Además de estos sufijos principales, en Canarias se emplean otros, aunque con menor frecuencia, como -eño/a (lanzaroteño, herreño, tinerfeño), -ano/a (isorano, aldeano, garafiano), y de manera más episódica, -usco/a, -uco/a, -és/a o -ita (este último de carácter histórico)[1]. La elección del sufijo puede depender de razones fonéticas, morfológicas o incluso arbitrarias, y en ocasiones se recurre a la antigua denominación de la localidad para formar el gentilicio, lo que puede resultar en formas opacas y desmotivadas morfológicamente[1].

En cuanto al uso, los gentilicios terminados en -ero/a predominan en la lengua oral y en el habla popular, mientras que los acabados en -ense se reservan más para la lengua escrita, especialmente en el periodismo y en las crónicas deportivas[1]. Muchos clubes deportivos llevan el nombre del gentilicio de su localidad, como silense, icodense o portuense[1].

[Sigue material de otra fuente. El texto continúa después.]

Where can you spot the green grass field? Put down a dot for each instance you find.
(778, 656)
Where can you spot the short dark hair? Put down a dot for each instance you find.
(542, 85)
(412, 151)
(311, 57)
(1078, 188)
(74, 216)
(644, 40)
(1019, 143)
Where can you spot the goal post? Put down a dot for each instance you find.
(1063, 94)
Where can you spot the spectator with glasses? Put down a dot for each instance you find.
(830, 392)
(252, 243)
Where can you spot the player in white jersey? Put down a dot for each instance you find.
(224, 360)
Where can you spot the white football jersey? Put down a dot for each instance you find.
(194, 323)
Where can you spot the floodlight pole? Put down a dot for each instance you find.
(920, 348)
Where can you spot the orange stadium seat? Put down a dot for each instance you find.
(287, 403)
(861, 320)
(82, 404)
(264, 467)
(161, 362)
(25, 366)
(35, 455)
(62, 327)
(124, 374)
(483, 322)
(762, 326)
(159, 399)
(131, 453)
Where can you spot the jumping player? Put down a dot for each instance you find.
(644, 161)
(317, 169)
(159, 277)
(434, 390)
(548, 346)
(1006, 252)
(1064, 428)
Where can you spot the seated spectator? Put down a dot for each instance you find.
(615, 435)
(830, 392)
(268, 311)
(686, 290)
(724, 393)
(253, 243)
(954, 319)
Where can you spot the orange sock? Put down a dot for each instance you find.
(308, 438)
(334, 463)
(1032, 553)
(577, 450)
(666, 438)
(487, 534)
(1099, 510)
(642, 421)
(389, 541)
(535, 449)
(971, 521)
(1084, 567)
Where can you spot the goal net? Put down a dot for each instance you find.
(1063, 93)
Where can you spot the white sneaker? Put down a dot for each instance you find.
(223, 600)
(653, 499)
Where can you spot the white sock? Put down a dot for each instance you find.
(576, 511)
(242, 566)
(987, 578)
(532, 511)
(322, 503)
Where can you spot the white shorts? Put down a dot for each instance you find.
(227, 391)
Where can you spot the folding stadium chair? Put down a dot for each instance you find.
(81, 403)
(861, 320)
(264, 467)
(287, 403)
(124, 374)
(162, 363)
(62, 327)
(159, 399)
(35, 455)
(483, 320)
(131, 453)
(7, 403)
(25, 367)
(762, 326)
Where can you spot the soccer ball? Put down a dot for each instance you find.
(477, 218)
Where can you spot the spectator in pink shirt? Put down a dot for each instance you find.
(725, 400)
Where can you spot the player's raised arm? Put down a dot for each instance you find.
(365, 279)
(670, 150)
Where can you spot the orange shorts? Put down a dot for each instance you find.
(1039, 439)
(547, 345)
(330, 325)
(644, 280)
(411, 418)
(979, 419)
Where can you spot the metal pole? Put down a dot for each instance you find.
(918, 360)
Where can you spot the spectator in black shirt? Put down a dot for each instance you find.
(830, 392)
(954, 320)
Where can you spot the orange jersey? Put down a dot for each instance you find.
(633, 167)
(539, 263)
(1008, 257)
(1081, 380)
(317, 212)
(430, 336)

El conocimiento y uso de los gentilicios varía según la importancia de la entidad de población. Los relativos a islas son conocidos en todo el archipiélago, mientras que los de municipios o barrios suelen ser de conocimiento más localizado[1]. Además, algunos gentilicios regulares pueden convivir con variantes burlescas o informales, pero su uso y aceptación dependen del contexto y de la evolución de las costumbres lingüísticas locales.

En definitiva, la formación y uso de los gentilicios en Canarias es un fenómeno complejo que refleja tanto la historia como la diversidad social y lingüística de las islas, y su estudio permite comprender mejor la identidad y las relaciones entre las distintas comunidades del archipiélago[1].